Nothing I cared, in the lamb white days, that time would take me
Up to the swallow thronged loft by the shadow of my hand
In the moon that is always rising, 

  • The speaker tells us that back then, when he was young and easy, he just didn't care that time was going to swoop in and take it all away. 
  • At some point in his youth, apparently, time came along and took him up to the barn loft, which was filled with swallows. 
  • And time led him "by the shadow of [his] hand." Now there's an image
  • Earlier in the poem, everything was bright and gleaming and golden, but here, we have an image of a shadow of the speaker's hand. Things are getting darker, fast. That growing dark highlights the contrast from his earlier, "lamb white" days. 
  • It's also highlighted in the fact that it's no longer the sun shining down on all this—it's "the moon that is always rising." And the fact that that moon is always rising would seem to suggest that this coming night, this falling from grace, thanks to time, is going to last a long, long while.

Lines 49-50

Nor that riding to sleep
I should hear him fly with the high fields

  • The speaker tells us that he also didn't care that as he slept as a young'un, time was flying with the high fields. 
  • It sure sounds like time is pulling a fast one on the speaker. Just when he thought everything was perfect and going to last forever, time heads out and takes the "high fields" with him. 
  • The tone has shifted considerably here. We've said adios to the fantasy of endless youth, and the landscape is folding up and heading out. 
  • And not only that, but the speaker says he didn't even notice everything on its way out—he was too busy not caring.
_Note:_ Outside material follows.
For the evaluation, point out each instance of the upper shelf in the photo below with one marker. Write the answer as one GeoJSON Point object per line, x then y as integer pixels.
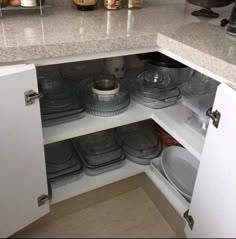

Ah, to get those days back.

Lines 51-54

And wake to the farm forever fled from the childless land.
Oh as I was young and easy in the mercy of his means,
Time held me green and dying
Though I sang in my chains like the sea.

  • Talk about a mood shift. The beauty that's been established in the previous five stanzas has suddenly and sorrowfully disappeared. 
  • When the speaker wakes this time, instead of waking up to "the farm, like a wanderer white / With the dew," the farm has "forever fled from the childless land." The kids are gone and the field has picked up stakes and moved on. Sorry y'all, show's over.
  • Line 52 begins with "Oh." And that one little syllable makes all the difference in the world. With that sad little "Oh," the speaker conveys his wistfulness and regret, remembering bygone days that are long gone. His nostalgia really shines through, all in that one word.
  • Here, we get the real truth about all those young, easy days. The speaker only had them because he was at the "mercy" of time's "means."
  • But it turns out that the whole time he was young and "green," he was also "dying." Ain't that the truth? We mean, if you want to get pessimistic about it, you could say that the moment we're born, we're on the long march to death. It's just that when we're young and carefree, we don't really think about it. 
  • Suddenly, the color green—once associated with growth and vitality—is associated with death, because the entire time the speaker was young and green, he was "in chains." And he was singing in them because he simply didn't know any better. Ah, the follies of youth.
  • Finally, the last word of the poem is "sea." The speaker, as a youngster, sang in his chains like the sea. This either means that the sea sings, or the sea sings in chains; there's a bit of ambiguity here. 
  • Why the sea? So far, the poem's been all about the land, and suddenly the sea's singing. What gives? Your guess is as good as ours, so Shmoop amongst yourselves.